Synonyms and Related Terminology
A keyseat is also called a keyway (borrowing mechanical engineering terminology). The remediation tool is called a keyseat wiper, keyseat reamer, or keyseat eliminator. Related terms include stuck pipe, dogleg severity, tool joint, overpull, bottom hole assembly (BHA), stabilizer, and differential sticking. Distinguishing a keyseat from differential sticking is critical: differential sticking is relieved by reducing overbalance pressure and jarring; a keyseat requires physical reaming of the slot and is not pressure-related.
FAQ
How can a driller distinguish a keyseat from differential sticking at the rig site?
Keyseat sticking typically occurs while pulling out of hole and the string cannot move upward past a specific depth corresponding to a dogleg. Rotating the string in place is generally possible because the drill pipe body fits in the slot even though the larger stabilizer cannot pass. Differential sticking occurs when the string is stationary against a permeable formation under overbalance and resists both rotation and axial movement. Checking whether rotation is possible while stuck is the primary field diagnostic.
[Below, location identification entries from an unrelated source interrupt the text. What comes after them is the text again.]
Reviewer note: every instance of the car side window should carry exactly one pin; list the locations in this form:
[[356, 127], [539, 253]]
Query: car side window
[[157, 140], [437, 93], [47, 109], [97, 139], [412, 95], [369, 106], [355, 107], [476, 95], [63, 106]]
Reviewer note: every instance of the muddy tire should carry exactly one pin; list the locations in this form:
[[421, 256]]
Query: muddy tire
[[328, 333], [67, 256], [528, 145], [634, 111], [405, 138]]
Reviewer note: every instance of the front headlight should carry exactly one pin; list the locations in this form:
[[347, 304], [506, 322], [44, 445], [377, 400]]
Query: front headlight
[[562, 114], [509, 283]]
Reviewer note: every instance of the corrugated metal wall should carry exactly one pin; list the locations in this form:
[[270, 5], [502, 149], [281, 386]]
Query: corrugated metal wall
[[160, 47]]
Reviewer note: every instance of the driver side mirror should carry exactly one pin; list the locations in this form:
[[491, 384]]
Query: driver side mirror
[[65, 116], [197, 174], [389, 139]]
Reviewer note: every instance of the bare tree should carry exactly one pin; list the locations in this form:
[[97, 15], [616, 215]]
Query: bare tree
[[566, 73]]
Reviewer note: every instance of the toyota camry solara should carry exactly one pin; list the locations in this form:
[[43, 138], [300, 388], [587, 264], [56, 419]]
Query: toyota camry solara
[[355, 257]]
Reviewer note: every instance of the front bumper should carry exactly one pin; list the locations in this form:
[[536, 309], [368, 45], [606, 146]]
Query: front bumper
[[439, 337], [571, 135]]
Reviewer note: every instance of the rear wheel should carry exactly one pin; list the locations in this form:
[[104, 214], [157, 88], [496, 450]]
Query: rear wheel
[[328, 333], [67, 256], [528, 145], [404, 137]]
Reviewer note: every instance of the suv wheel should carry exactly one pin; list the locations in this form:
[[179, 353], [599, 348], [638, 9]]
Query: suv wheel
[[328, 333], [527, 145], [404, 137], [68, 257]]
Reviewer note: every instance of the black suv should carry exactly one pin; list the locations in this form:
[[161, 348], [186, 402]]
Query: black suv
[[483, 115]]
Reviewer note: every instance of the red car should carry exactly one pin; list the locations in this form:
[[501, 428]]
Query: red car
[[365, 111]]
Can keyseat formation be predicted before it becomes a problem?
Yes, partially. Caliper logs or borehole imaging logs run on a previous well in the same formation and trajectory can identify dogleg depths and formation hardness. Real-time torque-and-drag modeling that flags increasing torque anomalies at specific depth intervals during drilling can indicate active keyseat formation. MWD surveys that identify high dogleg severity zones early allow the driller to rotate slowly or slide through those intervals to reduce tool joint contact force before the keyseat becomes severe enough to trap the next trip.
Why Keyseats Matter
Keyseat-related stuck pipe is one of the most operationally costly drilling hazards because it can trap a BHA or casing string at a specific depth in ways that resist conventional jarring and fishing, sometimes requiring the string to be backed off above the stuck point and the keyseat to be reamed over several round-trips. The associated non-productive time, fishing costs, potential for losing a well section, and risk of losing the entire wellbore make keyseat prevention and early detection a high-value focus in directional well engineering. Understanding keyseat mechanics directly translates to better dogleg severity management, smarter BHA design, and fewer costly stuck pipe events in the field.